Bryce Canyon National Park May 19-21
Fromer’s “National Parks of the American West” was my main guide book for my big adventure and from that Don and Barbara Laine in their article about Bryce Canyon wrote: “Hoodoos, geologists tell us, are simply pinnacles of rock, often oddly shaped, left standing by the force of millions of years of water and wind erosion. But perhaps the truth really lies in a Paiute legend. These American Indians, who lived in the area for several hundred years before being forced out by Anglo pioneers, told of a “Legend People” who lived here in the old days; for their evil ways they were turned to stone by the powerful Coyote, and even today they remain frozen in time.”

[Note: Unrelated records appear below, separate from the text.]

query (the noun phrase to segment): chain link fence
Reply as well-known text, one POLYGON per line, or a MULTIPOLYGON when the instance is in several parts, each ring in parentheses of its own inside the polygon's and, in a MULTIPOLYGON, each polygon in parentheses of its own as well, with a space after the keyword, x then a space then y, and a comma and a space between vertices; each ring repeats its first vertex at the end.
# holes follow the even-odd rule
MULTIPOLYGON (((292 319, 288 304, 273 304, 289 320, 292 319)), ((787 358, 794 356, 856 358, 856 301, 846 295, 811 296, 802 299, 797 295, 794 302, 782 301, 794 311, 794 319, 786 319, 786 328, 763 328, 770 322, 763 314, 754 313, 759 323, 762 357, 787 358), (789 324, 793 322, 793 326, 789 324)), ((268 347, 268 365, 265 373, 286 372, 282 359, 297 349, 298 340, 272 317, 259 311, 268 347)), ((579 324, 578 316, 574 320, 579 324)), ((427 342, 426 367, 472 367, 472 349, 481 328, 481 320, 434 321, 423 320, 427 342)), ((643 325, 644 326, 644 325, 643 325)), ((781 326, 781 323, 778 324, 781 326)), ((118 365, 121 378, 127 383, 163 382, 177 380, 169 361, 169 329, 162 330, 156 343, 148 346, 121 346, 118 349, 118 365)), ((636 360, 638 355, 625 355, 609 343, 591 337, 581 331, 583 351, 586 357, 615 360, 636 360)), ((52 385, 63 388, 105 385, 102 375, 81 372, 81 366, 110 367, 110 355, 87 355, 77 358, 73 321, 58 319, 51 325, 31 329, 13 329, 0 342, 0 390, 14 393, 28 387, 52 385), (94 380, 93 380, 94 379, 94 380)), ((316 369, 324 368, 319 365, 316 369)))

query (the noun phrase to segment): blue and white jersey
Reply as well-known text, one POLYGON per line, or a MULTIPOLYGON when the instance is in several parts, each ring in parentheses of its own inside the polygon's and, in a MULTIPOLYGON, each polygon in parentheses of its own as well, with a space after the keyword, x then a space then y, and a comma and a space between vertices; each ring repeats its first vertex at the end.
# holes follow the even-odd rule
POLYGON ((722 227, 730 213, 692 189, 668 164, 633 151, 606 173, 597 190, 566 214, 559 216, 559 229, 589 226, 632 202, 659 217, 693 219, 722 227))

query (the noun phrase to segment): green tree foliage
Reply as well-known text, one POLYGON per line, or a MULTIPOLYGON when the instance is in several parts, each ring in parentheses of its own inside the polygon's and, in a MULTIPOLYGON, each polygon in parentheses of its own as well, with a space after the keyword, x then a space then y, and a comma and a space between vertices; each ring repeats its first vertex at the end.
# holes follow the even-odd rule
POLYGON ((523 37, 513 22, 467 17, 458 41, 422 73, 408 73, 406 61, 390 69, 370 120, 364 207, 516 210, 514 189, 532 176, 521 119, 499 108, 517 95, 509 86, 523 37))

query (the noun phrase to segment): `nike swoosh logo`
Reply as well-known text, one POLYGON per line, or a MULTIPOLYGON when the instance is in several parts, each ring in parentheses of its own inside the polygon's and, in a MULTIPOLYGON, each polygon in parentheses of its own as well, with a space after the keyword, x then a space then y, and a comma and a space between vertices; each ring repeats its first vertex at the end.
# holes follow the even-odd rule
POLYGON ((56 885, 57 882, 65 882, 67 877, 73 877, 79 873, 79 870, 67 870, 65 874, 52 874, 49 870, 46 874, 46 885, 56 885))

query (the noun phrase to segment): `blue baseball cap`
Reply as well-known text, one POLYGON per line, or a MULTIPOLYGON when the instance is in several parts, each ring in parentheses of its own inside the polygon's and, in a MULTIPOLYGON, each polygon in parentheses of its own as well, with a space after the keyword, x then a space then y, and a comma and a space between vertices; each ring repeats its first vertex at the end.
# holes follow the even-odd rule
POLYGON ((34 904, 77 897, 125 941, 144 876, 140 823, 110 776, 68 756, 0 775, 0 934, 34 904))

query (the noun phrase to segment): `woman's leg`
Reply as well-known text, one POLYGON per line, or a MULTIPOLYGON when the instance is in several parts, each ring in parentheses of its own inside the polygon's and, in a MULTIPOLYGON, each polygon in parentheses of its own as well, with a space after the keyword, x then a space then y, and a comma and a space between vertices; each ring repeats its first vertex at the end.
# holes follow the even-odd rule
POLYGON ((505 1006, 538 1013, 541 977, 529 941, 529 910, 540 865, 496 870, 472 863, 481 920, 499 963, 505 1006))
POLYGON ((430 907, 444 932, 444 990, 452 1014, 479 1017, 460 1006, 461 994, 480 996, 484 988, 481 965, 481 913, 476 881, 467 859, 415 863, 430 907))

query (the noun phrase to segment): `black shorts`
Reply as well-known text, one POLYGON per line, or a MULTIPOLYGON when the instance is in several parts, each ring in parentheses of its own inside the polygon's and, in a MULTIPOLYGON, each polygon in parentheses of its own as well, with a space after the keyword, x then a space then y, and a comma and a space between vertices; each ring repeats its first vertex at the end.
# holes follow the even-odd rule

The air was cold and windy so I decided to just leave my camper in the campground and take the park bus tour. These buses are free and well worth the ride and tour guides. Bryce Amphitheater from Bryce Point was amazing.
The Wall of Windows may have begun a grottoes, though the rock behind them has long since weathered away.
As I walked up to Inspiration point to see the view I was greeted with a spectacular rainbow over the canyon. Fumbling with my camera I did manage to take a few photos before it went away.
Inspiration point overlooked an amazing view. As I sat there I watched the sun peak out from the clouds highlighting different spots as though mother nature was saying, “look, did you notice this group of hoodoos and how about these.”
The next day I took the bus out to the end of the park road to Rainbow Point to see the bristle cone pines.
Yovimpa Point offers expansive views of southern Utah that seemed to go on forever.
At Agua Canyon overlook I saw The Hunter.
Natural Bridge was not formed by a stream like a true natural bridge but rather it was carved by rain and frost erosion acting from the top of the rock.
Manzanita was in bloom.
Utah prairie dogs, the rarest prairie dog in the United States, live only in southwestern Utah. These rodents build “town,” a vast underground network of tunnels and changers, where they sleep, hide, breed, and spend the winter. I was lucky to see them, but from a distance.
I also saw my first Mountain Bluebird here nearby.